Но от природы Каренин, в противоположность Вронскому, не лишен нравственного чувства. И как только оно пробивается сквозь его социальную, бюрократическую оболочку, Каренин вступает в конфликт с обществом и его образ приобретает трагическое звучание. Это нужно Толстому не для того, чтобы оправдать пореформенную бюрократию, а для того, чтобы показать, что зло современного ему строя жизни состоит не в тех или других частных, индивидуальных отклонениях от его норм, а именно в его общепринятых нормах. Нравственное просветление Каренина у постели больной и, как ему кажется, умирающей Анны, суть которого в том, что он впервые в жизни освободился от коры эгоизма, взглянул на жизнь с альтруистической точки зрения и почувствовал ее истинное благо в «жизни для других» — для Анны, для ее счастья, для ее ребенка, как раз и есть отклонение от моральных и психологических норм светского общества и потому-то и встречает со стороны последнего явное и непреодолимое для Каренина сопротивление.
«Грубая сила» мнения светского общества в лице Бетси Тверской, Стивы Облонского и др., осуждая альтруизм Каренина, оправдывает злобу и отвращение Анны к обманутому и простившему ее мужу, парализуя тем самым все добрые чувства и намерения Каренина: «Он чувствовал себя бессильным; он знал вперед, что все против него и что его не допустят сделать то, что казалось ему теперь так естественно и хорошо, а заставят сделать то, что дурно, но им кажется должным» (18, 447). Обнажение объективного зла того, что субъективно представляется людям «должным», — именно в этом и состоит критический пафос романа «Анна Каренина» и руководящий принцип изображения и оценки отображенных в нем конкретных явлений пореформенной действительности.
Круг охваченных проблематикой романа явлений пореформенной жизни необыкновенно широк. Все слои общества, начиная с его высших петербургских сфер и кончая деревенскими отношениями, представлены в нем. Все многочисленные лица романа, как главные, так и эпизодические, действуют в конкретных, удивительно точно очерченных условиях своего социального бытия, в типических обстоятельствах пореформенной действительности.

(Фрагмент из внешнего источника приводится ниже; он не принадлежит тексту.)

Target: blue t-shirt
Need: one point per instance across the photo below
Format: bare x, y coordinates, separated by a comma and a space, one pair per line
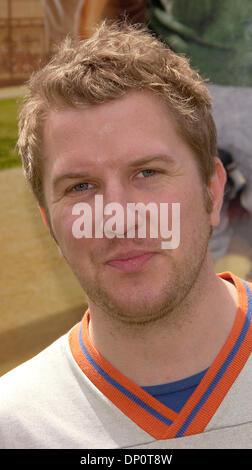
175, 394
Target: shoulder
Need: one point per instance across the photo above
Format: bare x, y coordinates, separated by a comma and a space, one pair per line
33, 378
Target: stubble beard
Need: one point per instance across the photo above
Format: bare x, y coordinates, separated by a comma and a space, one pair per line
181, 279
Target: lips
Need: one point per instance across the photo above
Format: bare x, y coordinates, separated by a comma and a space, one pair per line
131, 262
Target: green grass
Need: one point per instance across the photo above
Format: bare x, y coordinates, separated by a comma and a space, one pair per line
8, 133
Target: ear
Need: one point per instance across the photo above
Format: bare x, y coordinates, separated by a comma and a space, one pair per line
216, 188
44, 217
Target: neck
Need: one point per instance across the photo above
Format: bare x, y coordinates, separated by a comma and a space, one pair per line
181, 344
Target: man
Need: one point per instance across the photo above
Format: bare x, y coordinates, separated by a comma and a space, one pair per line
161, 358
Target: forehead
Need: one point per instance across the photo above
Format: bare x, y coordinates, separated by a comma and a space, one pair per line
115, 131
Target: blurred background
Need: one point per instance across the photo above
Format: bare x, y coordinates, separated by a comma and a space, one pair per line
40, 298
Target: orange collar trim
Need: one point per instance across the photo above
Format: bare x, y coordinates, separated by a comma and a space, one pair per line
148, 413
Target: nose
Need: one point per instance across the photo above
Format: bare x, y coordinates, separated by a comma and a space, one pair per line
116, 197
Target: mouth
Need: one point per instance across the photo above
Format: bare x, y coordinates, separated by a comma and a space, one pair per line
131, 263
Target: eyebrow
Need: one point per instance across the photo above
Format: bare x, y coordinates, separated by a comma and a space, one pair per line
136, 163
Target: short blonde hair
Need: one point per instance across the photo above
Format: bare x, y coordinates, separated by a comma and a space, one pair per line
118, 57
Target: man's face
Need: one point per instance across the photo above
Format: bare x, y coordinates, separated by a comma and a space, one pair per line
128, 151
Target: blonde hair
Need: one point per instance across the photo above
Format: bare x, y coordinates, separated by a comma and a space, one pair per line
118, 57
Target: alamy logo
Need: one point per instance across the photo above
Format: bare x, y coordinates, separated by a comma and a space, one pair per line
115, 226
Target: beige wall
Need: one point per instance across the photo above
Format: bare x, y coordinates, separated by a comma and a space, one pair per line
22, 8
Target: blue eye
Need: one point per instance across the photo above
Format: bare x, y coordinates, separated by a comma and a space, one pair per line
148, 172
80, 187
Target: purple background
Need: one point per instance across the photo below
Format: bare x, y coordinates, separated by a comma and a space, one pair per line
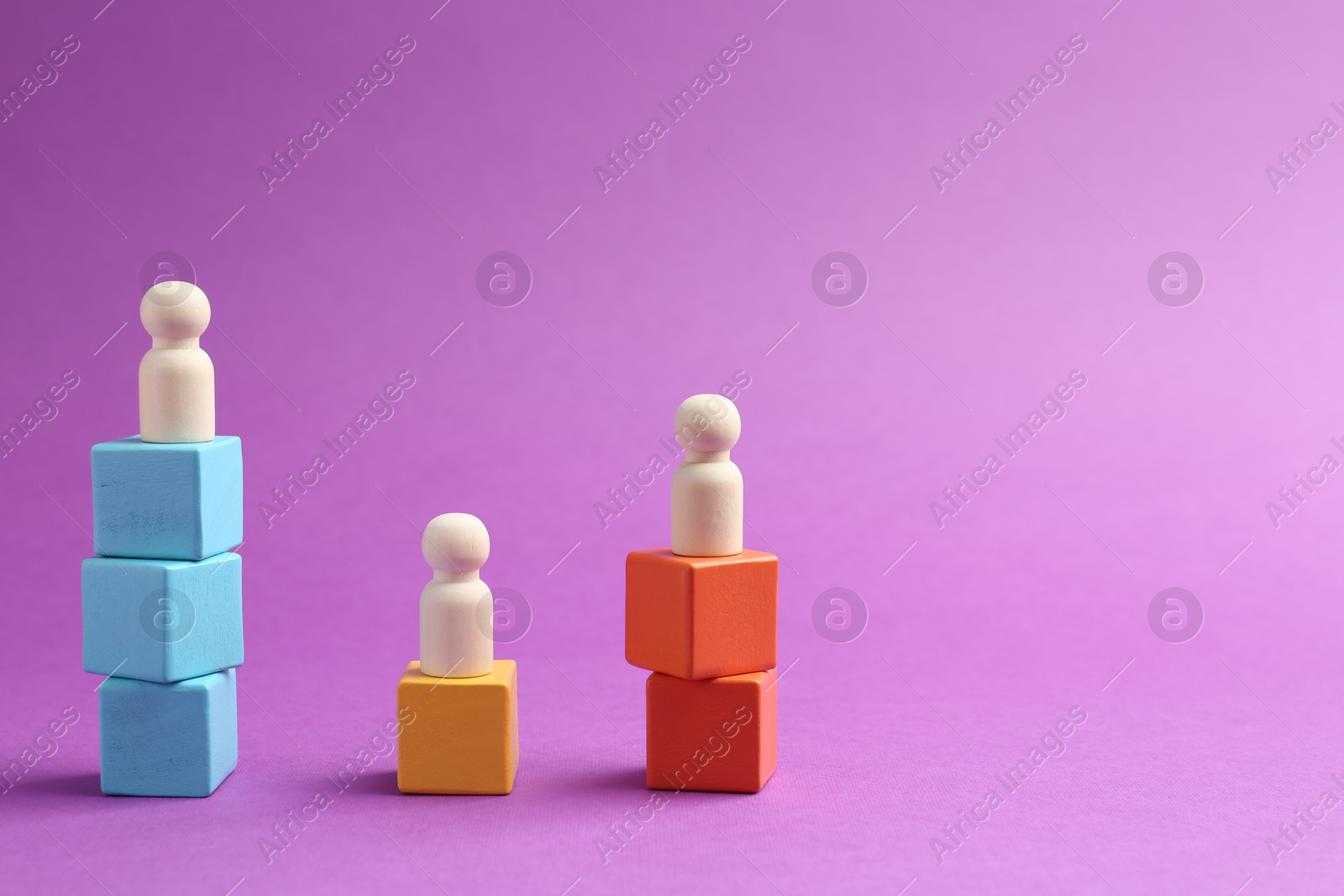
694, 266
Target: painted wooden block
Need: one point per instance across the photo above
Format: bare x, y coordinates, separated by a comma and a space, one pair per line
167, 501
163, 620
463, 732
714, 735
167, 739
701, 617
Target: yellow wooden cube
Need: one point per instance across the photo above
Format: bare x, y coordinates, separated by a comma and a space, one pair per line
463, 734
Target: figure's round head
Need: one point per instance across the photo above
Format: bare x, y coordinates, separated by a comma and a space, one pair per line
175, 309
456, 543
707, 423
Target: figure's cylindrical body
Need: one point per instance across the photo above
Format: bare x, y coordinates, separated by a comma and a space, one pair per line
176, 396
454, 641
176, 376
707, 508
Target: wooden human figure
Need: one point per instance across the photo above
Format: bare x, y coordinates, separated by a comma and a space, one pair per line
176, 376
707, 486
456, 640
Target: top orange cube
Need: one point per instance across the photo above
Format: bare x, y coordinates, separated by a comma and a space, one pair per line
701, 617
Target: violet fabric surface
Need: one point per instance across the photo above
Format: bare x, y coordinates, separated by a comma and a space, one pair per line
1007, 273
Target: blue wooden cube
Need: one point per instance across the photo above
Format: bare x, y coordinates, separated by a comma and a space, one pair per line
167, 739
163, 620
167, 501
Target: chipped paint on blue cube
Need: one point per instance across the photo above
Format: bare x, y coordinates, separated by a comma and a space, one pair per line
167, 739
163, 620
167, 501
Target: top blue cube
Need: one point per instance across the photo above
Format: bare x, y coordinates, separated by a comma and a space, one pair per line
167, 501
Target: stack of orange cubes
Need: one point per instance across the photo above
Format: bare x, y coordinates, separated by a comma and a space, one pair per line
706, 629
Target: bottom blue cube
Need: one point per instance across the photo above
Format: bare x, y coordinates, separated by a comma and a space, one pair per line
175, 739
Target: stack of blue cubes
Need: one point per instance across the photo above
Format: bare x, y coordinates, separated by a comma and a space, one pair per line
163, 613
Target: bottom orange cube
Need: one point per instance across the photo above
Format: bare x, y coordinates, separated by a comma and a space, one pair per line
463, 732
711, 734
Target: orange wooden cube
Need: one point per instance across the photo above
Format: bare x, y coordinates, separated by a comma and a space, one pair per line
701, 617
716, 734
463, 732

В трагической судьбе Анны Карениной в семейных отношениях Облонских, в великосветских нравах отражен процесс распада стародворянской семьи, общественной и нравственной деградации дворянства. Бюрократическая сущность государственного управления пореформенных лет выявляется не только психологическим обликом Каренина, но и его департаментскими интригами и служебными проектами. Разорение старой земельной аристократии и появление теснящих ее буржуазных дельцов разных мастей наглядно отражено во взаимоотношениях Облонского с купцом Рябининым и финансистом Болгариновым. Сцена губернских выборов обнажает комедию дворянского «самоуправления».